(Gioacchino Musumeci) – Con sgomento leggo della tragedia costata la vita di Satnam Singh, 31enne. abbandonato per strada dal figlio del proprietario dell’azienda in cui lavorava a nero, dopo un incidente a lavoro in cui un macchinario gli ha letteralmente strappato un braccio.

Scrivo inorridito per il cinismo disumano con cui il povero indiano è stato abbandonato per strada, col braccio staccato e deposto in una cassetta. Siamo all’apotesosi dell’atrocità: Singh abbandonato per strada perché il datore di lavoro, qualora lo avesse accompagnato al pronto soccorso più vicino, avrebbe dovuto rispondere delle cause dell’incidente e perché perdere tempo perché mai pensare che la faccenda si sarebbe conclusa nel nulla…Il contesto degli eventi è folle ma si innesta perfettamente nell’Italia impazzita di oggi.

Ancora sono inorridito per le dichiarazioni di Renzo Lovato, proprietario dell’azienda in cui Singh ha avuto l’incidente. Secondo quest’uomo l’operario ” ha commesso una leggerezza costata cara a tutti”. Non solo Lovato sottopagava a nero Singh, ma lo accusa di aver commesso una leggerezza come se averlo buttato per strada con un braccio staccato non sia una fora di potenziale assassinio.

A quest’uomo folle non passa per la testa che Singh non fosse un rifiuto di cui liberarsi. Non c’è alcuna coscienza né decenza in un padre che trascura il comportamento disumano del figlio. Se siamo a questo punto provare vergogna è un obbligo morale di tutti.

Ma eccola qui la retorica terapeutica del paese progredito, in cui tutto va bene, la soluzione per cittadini umanamente sconcertanti, refrattari, divisi, imbufaliti o indifferenti, genericamente odiosi e crogiolati nelle bugie.

Nello scenario mediatico di perfezione inventata, leggo di un bracciante sottopagato e assunto a nero, trattato come immondizia esausta da scaricare al più presto possibile, e senza alcun rimorso, anzi la vittima è perfino colpevole di “leggerezze costate care”. Nelle parole di Lovato c’è tutta l’ignoranza e la disumanità indotte dal fallimento istituzionale protratto in anni di mala gestione della cosa pubblica e privata.

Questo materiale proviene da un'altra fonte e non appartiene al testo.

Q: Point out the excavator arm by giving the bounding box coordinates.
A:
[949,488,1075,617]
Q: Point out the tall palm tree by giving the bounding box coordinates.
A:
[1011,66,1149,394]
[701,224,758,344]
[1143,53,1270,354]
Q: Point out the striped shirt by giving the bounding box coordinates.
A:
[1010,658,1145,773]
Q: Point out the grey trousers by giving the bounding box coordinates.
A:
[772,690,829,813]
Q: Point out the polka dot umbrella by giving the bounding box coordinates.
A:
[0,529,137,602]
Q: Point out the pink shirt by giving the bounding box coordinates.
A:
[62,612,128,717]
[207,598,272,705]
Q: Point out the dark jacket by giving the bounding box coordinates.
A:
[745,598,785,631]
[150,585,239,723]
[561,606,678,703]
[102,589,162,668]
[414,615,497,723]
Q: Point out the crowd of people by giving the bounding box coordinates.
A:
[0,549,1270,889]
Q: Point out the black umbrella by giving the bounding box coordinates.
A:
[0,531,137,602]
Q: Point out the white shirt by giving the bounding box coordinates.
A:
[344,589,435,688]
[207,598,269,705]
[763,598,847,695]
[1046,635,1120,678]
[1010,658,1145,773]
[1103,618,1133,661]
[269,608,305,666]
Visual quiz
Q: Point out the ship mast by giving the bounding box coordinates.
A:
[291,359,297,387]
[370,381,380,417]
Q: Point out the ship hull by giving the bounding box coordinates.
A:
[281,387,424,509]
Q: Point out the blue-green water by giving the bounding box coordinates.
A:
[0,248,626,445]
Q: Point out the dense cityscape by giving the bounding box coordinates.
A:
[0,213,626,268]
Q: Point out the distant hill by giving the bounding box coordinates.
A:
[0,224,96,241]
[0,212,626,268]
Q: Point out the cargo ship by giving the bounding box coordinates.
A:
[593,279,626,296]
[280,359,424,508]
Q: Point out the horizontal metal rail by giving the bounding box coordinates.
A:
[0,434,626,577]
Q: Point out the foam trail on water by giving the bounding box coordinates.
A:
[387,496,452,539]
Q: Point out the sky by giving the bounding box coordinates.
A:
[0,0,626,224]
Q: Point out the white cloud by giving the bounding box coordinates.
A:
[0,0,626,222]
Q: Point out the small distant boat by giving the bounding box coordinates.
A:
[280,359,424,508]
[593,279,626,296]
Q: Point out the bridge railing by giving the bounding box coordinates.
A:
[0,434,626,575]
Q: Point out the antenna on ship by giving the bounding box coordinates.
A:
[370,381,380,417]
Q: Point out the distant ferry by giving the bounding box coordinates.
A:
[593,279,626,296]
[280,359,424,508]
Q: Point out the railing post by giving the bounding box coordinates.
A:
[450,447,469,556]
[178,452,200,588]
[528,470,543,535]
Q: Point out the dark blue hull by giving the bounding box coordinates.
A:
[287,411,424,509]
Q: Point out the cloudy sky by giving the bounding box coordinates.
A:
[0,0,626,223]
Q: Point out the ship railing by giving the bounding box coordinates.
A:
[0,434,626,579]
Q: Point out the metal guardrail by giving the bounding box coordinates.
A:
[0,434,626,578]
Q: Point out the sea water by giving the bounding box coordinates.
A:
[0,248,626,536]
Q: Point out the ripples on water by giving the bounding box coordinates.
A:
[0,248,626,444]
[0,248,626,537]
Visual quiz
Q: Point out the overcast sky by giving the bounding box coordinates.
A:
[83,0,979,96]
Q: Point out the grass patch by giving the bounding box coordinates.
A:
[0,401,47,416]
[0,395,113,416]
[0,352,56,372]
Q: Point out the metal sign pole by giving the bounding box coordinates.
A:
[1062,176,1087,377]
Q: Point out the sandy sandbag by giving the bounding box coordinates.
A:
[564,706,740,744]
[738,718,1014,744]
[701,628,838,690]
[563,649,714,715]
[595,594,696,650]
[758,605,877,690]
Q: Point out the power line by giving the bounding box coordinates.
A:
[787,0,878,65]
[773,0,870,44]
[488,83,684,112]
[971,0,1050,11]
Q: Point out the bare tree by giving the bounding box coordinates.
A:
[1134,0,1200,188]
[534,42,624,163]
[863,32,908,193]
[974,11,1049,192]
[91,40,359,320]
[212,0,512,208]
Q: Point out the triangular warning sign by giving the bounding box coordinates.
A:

Ho il dovere di dirlo: la nostra intera classe politica è genericamente colpevole perché le condizioni dei lavoratori a nero nelle aziende agricole italiane, lo sfruttamento di extracomunitari, caporalato e ricatti per i permessi di soggiorno perfino nelle sedi di Fincantieri – a cui è seguito una scandalo insabbiato – sono fatti notissimi a tutti coloro che si sono avvicendati nei palazzi. Nessuno oggi può dire di avere mani pulite.

Tra coloro che hanno ignorato ieri le condizioni di schiavitù a cui sono sottoposti esseri umani immigrati nella speranza di trovare accoglienza in una democrazia progredita, e coloro che oggi non vogliono disturbare chi produce ricchezza e considerano concessioni i diritti costituzionali; e infine i cittadini incapaci di criticare le pecche dei loro santoni beatificati in un cimitero di morti a lavoro, il mio primo istinto è rabbia: vorrei scatenare un nuovo diluvio universale perché ci siamo adattati a ogni forma di ingiustizia. Dunque il nostro destino non è troppo diverso da quello di Singh. Che dovremmo meritare se non siamo disposti a combattere per tutelare la vita se non nella sua forma di embrione italiano. Ma può servire annotarlo?

E che schifo la retorica “post mortem” tacere sarebbe più degno se l’immobilismo politico condanna esseri umani a trattamenti inenarrabili. Tra chi si occupa di diritti civili a chiacchiere e chi vuole abolirli l’Italia ritrae tristemente la civiltà occidentale, sempre più simile a un carnefice di innocenti. Potrei definire altrimenti società in cui ancora oggi è ammessa la schiavitù?

In foto il signor Renzo Lovato, una brava persona come tante: con la schiavitù produce ricchezza, non disturbiamolo.